Co-authored-by: abhimehro <84992105+abhimehro@users.noreply.github.com>
---
 main.py | 36 ++++++++++++++++++++----------------
 1 file changed, 20 insertions(+), 16 deletions(-)

diff --git a/main.py b/main.py
index 7e75861..3cff265 100644
--- a/main.py
+++ b/main.py
@@ -803,12 +803,13 @@ def save_disk_cache() -> None:
         # Write atomically: write to temp file, then rename
         # This prevents corrupted cache if process is killed mid-write
         temp_file = cache_file.with_suffix(".tmp")
-        with open(temp_file, "w", encoding="utf-8") as f:
-            json.dump(_disk_cache, f, indent=2)
         
-        # Set file permissions to user-only (rw-------)
-        if platform.system() != "Windows":
-            temp_file.chmod(0o600)
+        # Security: Create file with 0600 permissions atomically to prevent race condition (TOCTOU)
+        # os.open() allows setting mode at creation time, unlike open() which uses umask first.
+        # mode=0o600 ensures only the owner can read/write.
+        fd = os.open(temp_file, os.O_WRONLY | os.O_CREAT | os.O_TRUNC, 0o600)

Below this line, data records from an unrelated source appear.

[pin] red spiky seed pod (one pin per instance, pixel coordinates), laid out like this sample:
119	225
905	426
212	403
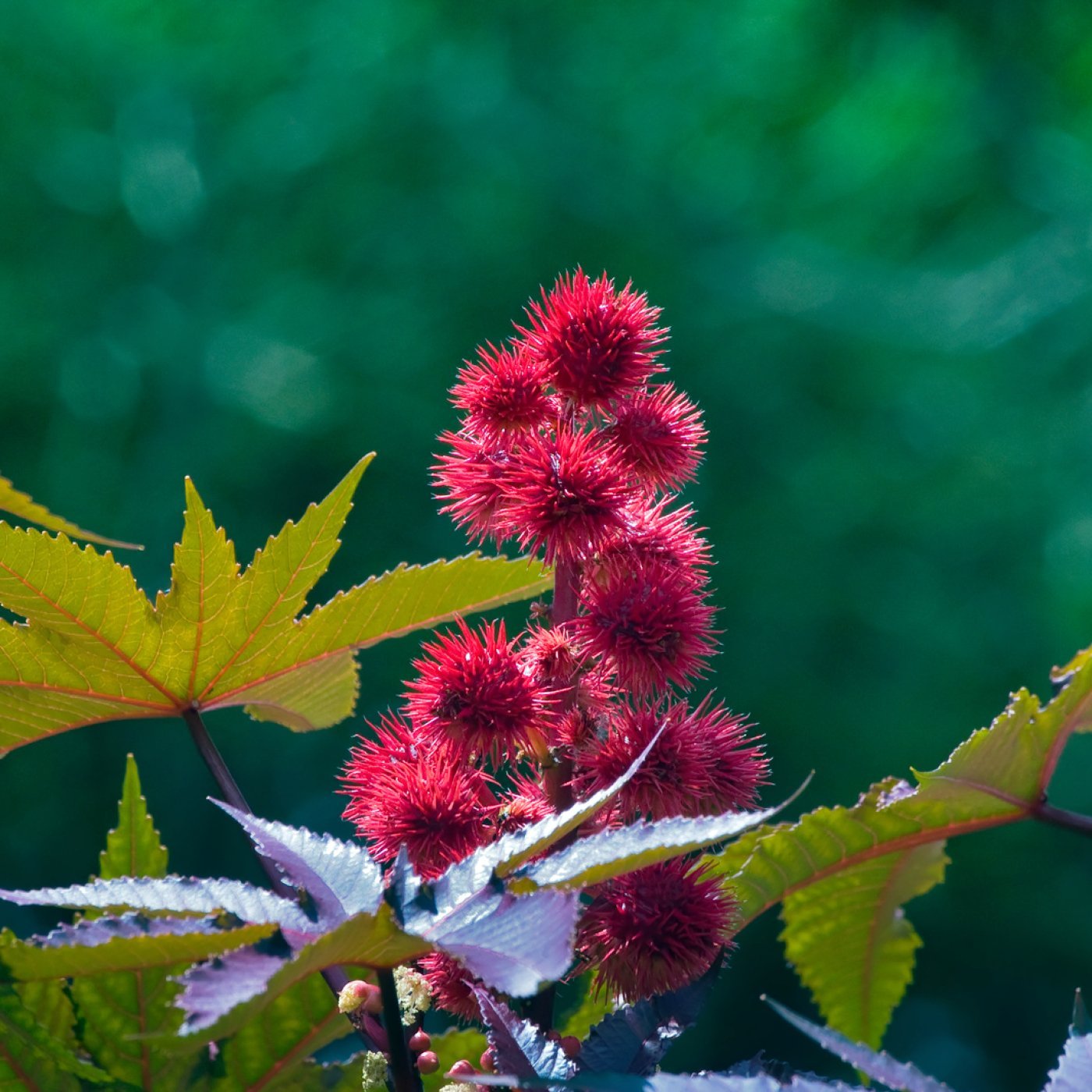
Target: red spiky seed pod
420	797
660	436
657	533
671	780
702	762
655	930
564	495
597	344
526	804
470	483
473	691
647	622
504	395
451	985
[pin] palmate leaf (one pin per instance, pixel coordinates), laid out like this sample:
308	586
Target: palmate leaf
879	1066
635	1037
672	1083
30	1058
519	1046
95	649
262	1053
20	505
843	874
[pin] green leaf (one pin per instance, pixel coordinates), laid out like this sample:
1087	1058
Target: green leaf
373	941
98	650
451	1046
133	848
616	851
592	1007
268	1051
843	874
32	1058
22	505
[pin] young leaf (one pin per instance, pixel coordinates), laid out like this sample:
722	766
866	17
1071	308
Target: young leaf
222	997
519	1046
340	877
616	851
98	650
592	1007
844	873
456	1044
898	1076
672	1083
30	1058
275	1043
1073	1072
245	901
636	1037
133	846
130	942
22	505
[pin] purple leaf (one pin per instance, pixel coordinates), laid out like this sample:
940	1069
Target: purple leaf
176	893
512	849
519	1048
672	1083
211	990
622	849
100	931
1073	1072
513	944
340	877
636	1037
879	1065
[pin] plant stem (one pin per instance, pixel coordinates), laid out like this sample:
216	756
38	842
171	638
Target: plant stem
557	778
404	1075
1059	817
335	977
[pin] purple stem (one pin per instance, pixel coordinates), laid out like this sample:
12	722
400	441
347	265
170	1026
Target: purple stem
335	977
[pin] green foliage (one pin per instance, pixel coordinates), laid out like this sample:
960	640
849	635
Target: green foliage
98	650
22	505
451	1046
842	875
296	1024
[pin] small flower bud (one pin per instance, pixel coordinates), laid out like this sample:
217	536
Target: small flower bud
353	995
571	1046
414	996
374	1072
427	1062
462	1068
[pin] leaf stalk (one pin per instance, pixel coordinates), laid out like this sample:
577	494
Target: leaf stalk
335	977
404	1076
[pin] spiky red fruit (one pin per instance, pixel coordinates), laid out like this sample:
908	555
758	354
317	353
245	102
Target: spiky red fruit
403	792
564	495
671	778
526	804
655	930
647	622
597	343
657	533
473	690
470	483
451	985
658	434
702	762
504	395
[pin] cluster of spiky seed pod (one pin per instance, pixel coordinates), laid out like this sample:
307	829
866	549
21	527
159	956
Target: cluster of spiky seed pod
571	447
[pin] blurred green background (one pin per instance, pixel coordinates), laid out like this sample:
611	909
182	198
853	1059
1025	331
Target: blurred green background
251	242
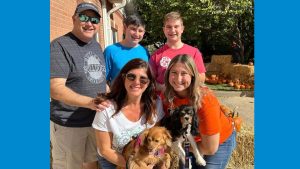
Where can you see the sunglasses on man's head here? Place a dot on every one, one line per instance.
(85, 18)
(132, 77)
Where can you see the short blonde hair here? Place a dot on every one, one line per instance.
(173, 16)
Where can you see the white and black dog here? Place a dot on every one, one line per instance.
(183, 124)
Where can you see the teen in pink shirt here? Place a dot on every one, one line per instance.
(160, 59)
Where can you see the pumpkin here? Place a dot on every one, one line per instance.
(237, 86)
(237, 123)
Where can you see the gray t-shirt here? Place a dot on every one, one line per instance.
(83, 65)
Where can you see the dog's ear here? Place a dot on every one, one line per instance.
(143, 136)
(167, 137)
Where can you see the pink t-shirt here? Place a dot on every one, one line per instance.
(161, 58)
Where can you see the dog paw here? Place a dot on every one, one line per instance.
(201, 161)
(167, 160)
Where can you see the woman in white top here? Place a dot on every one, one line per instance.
(135, 107)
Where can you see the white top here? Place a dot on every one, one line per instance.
(122, 128)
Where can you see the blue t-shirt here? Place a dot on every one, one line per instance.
(116, 56)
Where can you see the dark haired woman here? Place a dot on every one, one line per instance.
(134, 108)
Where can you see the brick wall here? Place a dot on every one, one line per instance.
(61, 12)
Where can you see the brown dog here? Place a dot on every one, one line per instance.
(149, 149)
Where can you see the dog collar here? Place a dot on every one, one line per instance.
(159, 152)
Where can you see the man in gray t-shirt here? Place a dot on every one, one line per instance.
(77, 75)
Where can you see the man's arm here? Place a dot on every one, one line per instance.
(59, 91)
(202, 77)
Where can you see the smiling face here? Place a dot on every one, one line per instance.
(136, 82)
(173, 29)
(134, 34)
(180, 79)
(85, 31)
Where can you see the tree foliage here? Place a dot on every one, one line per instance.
(211, 25)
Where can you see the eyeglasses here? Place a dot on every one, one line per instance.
(85, 18)
(132, 77)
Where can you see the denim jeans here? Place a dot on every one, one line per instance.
(105, 164)
(220, 159)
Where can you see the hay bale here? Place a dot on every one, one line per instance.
(221, 59)
(243, 155)
(227, 69)
(242, 72)
(212, 67)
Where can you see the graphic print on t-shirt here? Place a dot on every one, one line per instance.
(94, 69)
(164, 61)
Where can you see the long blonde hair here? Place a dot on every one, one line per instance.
(194, 91)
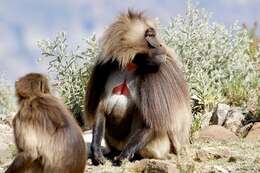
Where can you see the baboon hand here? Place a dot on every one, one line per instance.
(119, 159)
(98, 158)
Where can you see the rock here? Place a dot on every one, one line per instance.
(215, 169)
(7, 147)
(254, 133)
(159, 166)
(243, 131)
(219, 114)
(87, 136)
(210, 153)
(234, 119)
(215, 133)
(205, 121)
(257, 160)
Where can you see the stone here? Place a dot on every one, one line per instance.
(234, 119)
(7, 147)
(159, 166)
(215, 133)
(219, 115)
(254, 133)
(210, 153)
(243, 131)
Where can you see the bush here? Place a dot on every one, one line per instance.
(6, 96)
(70, 69)
(218, 61)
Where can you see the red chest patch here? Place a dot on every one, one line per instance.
(123, 89)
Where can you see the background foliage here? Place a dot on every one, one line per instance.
(221, 64)
(6, 96)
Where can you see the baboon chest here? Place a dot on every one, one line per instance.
(120, 92)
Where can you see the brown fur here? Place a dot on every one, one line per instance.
(48, 139)
(124, 38)
(163, 100)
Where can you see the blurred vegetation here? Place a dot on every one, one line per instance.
(221, 64)
(70, 68)
(7, 103)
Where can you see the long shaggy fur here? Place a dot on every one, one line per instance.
(123, 39)
(46, 135)
(164, 103)
(164, 100)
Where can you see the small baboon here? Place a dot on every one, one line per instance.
(137, 97)
(47, 137)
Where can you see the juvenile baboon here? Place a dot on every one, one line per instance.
(137, 97)
(47, 137)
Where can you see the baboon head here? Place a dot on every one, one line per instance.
(30, 85)
(131, 34)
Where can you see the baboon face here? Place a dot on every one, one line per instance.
(129, 35)
(31, 85)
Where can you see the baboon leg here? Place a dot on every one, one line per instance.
(135, 142)
(22, 161)
(98, 133)
(159, 147)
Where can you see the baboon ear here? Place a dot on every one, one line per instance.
(44, 88)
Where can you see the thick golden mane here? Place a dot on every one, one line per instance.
(124, 38)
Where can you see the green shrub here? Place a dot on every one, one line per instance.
(70, 69)
(218, 62)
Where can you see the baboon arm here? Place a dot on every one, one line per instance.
(22, 161)
(49, 106)
(98, 134)
(136, 142)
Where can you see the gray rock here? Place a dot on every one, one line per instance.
(157, 166)
(254, 133)
(219, 115)
(243, 131)
(234, 119)
(215, 133)
(7, 147)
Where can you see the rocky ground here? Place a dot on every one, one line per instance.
(215, 149)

+        with os.fdopen(fd, "w", encoding="utf-8") as f:
+            json.dump(_disk_cache, f, indent=2)
         
         # Atomic rename (POSIX guarantees atomicity)
         temp_file.replace(cache_file)
@@ -1131,19 +1132,22 @@ def validate_folder_data(data: Dict[str, Any], url: str) -> bool:
                 )
                 return False
             if "rules" in rg:
-                if not isinstance (rg["rules"], list):
-                    log. error (
-                    f"Invalid data from {sanitize_for_log(url)} : rule_groups[fil].rules must be a list."
+                if not isinstance(rg["rules"], list):
+                    log.error(
+                        f"Invalid data from {sanitize_for_log(url)}: rule_groups[{i}].rules must be a list."
                     )
                     return False
-# Ensure each rule within the group is an object (dict),
-# because later code treats each rule as a mapping (e.g., rule.get(...)).
-for j, rule in enumerate (rgi"rules"1):
-if not isinstance (rule, dict):
-    log. error (
-        f"Invalid data from {sanitize_for_log(u rl)}: rule_groups[fiłl.rules[kił] must be an object."
-    )
-    return False
+                # Ensure each rule within the group is an object (dict),
+                # because later code treats each rule as a mapping (e.g., rule.get(...)).
+                for j, rule in enumerate(rg["rules"]):
+                    if not isinstance(rule, dict):
+                        log.error(
+                            f"Invalid data from {sanitize_for_log(url)}: rule_groups[{i}].rules[{j}] must be an object."
+                        )
+                        return False
+
+    return True
+
 
 # Lock to protect updates to _api_stats in multi-threaded contexts.
 # Without this, concurrent increments can lose updates because `+=` is not atomic.